Fintech Brief — June 27, 2026

1. RBI Overhauls Digital Fraud Liability Rules — Zero Liability, Compensation Up to ₹25,000

The Reserve Bank of India issued final Amendment Directions on limiting customer liability in fraudulent electronic banking transactions, effective January 1, 2027. This is the most significant consumer protection overhaul for digital payments since the original 2017 framework.

Key changes:

  • Zero liability for fraud caused by bank negligence or third-party breaches (TPAPs, payment gateways, telecom providers), regardless of reporting delay.
  • Burden of proof shifts — banks must now establish customer negligence, rather than customers proving bank fault.
  • Compensation mechanism: Bona fide victims of fraud up to ₹50,000 (where customer negligence is involved) can claim 85% of net loss or ₹25,000, whichever is lower — a once-in-a-lifetime payout.

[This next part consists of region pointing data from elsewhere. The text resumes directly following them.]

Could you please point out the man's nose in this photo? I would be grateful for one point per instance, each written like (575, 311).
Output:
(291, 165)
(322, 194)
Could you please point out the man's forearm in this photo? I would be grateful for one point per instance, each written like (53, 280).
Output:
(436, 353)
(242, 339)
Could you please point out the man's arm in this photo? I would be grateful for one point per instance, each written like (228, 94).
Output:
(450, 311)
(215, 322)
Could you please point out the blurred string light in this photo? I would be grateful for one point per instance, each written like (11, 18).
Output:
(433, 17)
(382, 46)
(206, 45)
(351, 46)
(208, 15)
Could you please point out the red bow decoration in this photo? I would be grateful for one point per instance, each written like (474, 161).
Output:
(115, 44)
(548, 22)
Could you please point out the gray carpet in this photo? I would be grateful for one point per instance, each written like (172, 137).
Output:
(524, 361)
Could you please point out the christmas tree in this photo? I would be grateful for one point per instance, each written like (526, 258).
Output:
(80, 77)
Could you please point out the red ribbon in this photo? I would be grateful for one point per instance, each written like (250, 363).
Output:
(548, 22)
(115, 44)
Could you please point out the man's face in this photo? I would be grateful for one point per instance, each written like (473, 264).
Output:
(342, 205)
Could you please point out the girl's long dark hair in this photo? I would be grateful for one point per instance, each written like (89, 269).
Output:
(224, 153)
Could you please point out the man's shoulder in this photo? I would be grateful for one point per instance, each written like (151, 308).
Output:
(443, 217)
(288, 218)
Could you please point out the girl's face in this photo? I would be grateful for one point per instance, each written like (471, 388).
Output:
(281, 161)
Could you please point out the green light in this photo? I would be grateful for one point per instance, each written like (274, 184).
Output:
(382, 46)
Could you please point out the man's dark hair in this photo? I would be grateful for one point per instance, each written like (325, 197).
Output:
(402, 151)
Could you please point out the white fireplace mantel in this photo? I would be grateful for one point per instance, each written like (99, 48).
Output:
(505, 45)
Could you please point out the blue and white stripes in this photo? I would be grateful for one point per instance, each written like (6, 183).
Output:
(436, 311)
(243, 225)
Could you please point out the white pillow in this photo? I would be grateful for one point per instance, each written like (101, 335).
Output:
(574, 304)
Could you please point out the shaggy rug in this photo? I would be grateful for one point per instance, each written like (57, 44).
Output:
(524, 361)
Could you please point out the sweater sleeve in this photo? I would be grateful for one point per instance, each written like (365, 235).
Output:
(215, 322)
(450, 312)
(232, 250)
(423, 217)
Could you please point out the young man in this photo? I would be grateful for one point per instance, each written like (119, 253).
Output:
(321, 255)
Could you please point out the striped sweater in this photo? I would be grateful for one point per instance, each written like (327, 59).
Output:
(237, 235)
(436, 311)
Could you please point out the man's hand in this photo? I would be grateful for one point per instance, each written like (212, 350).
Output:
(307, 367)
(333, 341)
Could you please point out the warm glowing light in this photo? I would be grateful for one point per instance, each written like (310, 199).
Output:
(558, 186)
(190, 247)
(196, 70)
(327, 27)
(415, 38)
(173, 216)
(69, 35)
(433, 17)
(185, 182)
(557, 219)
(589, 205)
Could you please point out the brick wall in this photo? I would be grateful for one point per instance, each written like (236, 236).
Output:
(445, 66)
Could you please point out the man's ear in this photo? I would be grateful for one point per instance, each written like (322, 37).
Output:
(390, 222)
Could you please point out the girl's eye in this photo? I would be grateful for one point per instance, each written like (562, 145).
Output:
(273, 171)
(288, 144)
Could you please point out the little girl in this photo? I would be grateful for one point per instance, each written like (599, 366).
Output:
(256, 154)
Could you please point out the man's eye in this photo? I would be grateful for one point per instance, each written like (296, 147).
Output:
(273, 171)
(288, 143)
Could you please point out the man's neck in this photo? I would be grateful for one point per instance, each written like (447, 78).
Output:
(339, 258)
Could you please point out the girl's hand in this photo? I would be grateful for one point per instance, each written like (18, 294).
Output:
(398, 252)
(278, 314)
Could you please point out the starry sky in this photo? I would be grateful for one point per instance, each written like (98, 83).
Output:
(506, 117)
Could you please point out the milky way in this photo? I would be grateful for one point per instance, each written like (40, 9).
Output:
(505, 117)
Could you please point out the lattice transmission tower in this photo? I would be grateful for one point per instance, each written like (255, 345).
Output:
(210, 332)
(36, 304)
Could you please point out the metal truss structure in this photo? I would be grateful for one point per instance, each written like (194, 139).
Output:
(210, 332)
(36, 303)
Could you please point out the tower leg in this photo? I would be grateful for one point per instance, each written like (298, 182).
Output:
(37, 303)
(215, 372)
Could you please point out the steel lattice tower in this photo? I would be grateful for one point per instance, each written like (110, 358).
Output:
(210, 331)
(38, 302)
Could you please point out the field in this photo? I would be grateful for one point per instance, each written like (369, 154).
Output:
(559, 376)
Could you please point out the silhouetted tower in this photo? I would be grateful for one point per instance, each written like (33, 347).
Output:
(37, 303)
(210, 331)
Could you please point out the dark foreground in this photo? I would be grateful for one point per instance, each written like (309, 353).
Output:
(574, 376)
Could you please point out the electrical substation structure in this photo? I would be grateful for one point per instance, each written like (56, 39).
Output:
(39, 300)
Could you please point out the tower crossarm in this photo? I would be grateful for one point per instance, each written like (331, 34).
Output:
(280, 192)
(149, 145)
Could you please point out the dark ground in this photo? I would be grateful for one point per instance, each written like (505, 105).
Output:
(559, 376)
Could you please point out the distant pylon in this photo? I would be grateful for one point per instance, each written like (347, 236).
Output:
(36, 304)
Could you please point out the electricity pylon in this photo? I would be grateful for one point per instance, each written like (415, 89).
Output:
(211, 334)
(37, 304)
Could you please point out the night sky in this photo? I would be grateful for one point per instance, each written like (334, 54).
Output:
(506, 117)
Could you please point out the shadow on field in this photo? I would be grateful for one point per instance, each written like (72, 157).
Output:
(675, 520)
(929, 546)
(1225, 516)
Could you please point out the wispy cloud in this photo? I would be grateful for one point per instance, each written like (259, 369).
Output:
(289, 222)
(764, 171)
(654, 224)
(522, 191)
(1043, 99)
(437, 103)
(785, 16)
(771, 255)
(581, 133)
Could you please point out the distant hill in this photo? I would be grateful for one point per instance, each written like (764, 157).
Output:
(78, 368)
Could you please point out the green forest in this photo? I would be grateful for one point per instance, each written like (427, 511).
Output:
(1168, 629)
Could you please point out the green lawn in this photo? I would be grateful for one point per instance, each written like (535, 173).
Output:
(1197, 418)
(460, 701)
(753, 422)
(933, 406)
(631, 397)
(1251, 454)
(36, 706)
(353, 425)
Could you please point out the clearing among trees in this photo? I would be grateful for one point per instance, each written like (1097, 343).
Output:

Compensation is shared: 65% by RBI, 10% by the customer’s bank, 10% by the beneficiary bank.
  • 5-day reporting window to both the bank and the National Cyber Crime Portal (or helpline 1930).
  • Mandatory shadow reversal for credit card fraud within 5 calendar days of notification.
  • Complaint resolution: 45 days for domestic cases, 60 days for cross-border.
  • Mandatory instant SMS alerts for all EBTs above ₹500.

Why it matters: India lost an estimated ₹22,495 crore to cyber fraud in 2025, with 2.81 million complaints filed. While the compensation cap of ₹25,000 covers only small-value fraud, the structural shift in burden of proof is the real headline — it forces banks to invest in fraud prevention rather than dispute resolution.

Sources: MediaNama, Mint, Moneycontrol


2. RBI Proposes Opening Term Money Market to NBFCs and Companies

The RBI released draft directions proposing wider access to the term money market, currently restricted to banks and standalone primary dealers. Under the proposed framework:

  • NBFCs and HFCs (excluding base-layer NBFCs) can both borrow and lend, capped at 200% of net owned funds.
  • AIFIs governed by board-approved limits within existing exposure norms.
  • Companies can participate as lenders.
  • Standalone primary dealers’ borrowing limit raised to 400% of net owned funds (term money + inter-corporate deposits combined).
  • Market hours extended to 9 AM–7 PM (from the current 9 AM–5 PM).
  • All transactions must be reported to NDS-CALL within 15 minutes.

Comments invited by July 25, 2026. This follows Governor Sanjay Malhotra’s April policy announcement calling for a more active term money market to improve monetary policy transmission.

Why it matters: Deepening the term money market could lower funding costs for NBFCs, improve price discovery beyond overnight rates, and create a more robust yield curve — directly benefiting India’s massive non-bank lending ecosystem.

Source: Mint


3. Global Paytech Airwallex Hits $11 Billion Valuation with $320M Series H

Airwallex raised $320 million in a Series H round led by Addition, pushing its valuation to $11 billion — a 38% jump from $8 billion just six months ago. The Melbourne-founded fintech reported:

  • Annualized revenue: $1.3 billion (up 74% YoY)
  • Transaction volume: $287 billion (up 120% YoY as of March 2026)
  • 85+ regulatory licences globally

The funding will go toward AI-native financial software, “autonomous finance” and “agentic commerce” products, and expanding regulatory presence into new markets. Airwallex’s India operations make it a relevant benchmark for the domestic paytech ecosystem.

Source: CNBC, FinTech Futures


4. Financial Regulators Scramble to Adopt AI for Supervision

FINMA, the Swiss market regulator, hosted a hackathon with ~100 policy and technology specialists from the International Organization of Securities Commissions (IOSCO) to build AI tools for market supervision, covering around 95% of global financial markets. The focus areas include crypto-market supervision and AI-powered surveillance.

Separately, the Bank of England published draft rules for systemic stablecoins, setting out a Code of Practice for sterling-denominated stablecoins used in payments.

Why it matters: As India’s RBI and SEBI develop their own AI governance frameworks (RBI recently issued draft guidelines requiring banks to add kill switches for AI models), the global trend toward regulators deploying AI mirrors the industry’s trajectory — and raises questions about supervisory capture and regulatory arbitrage.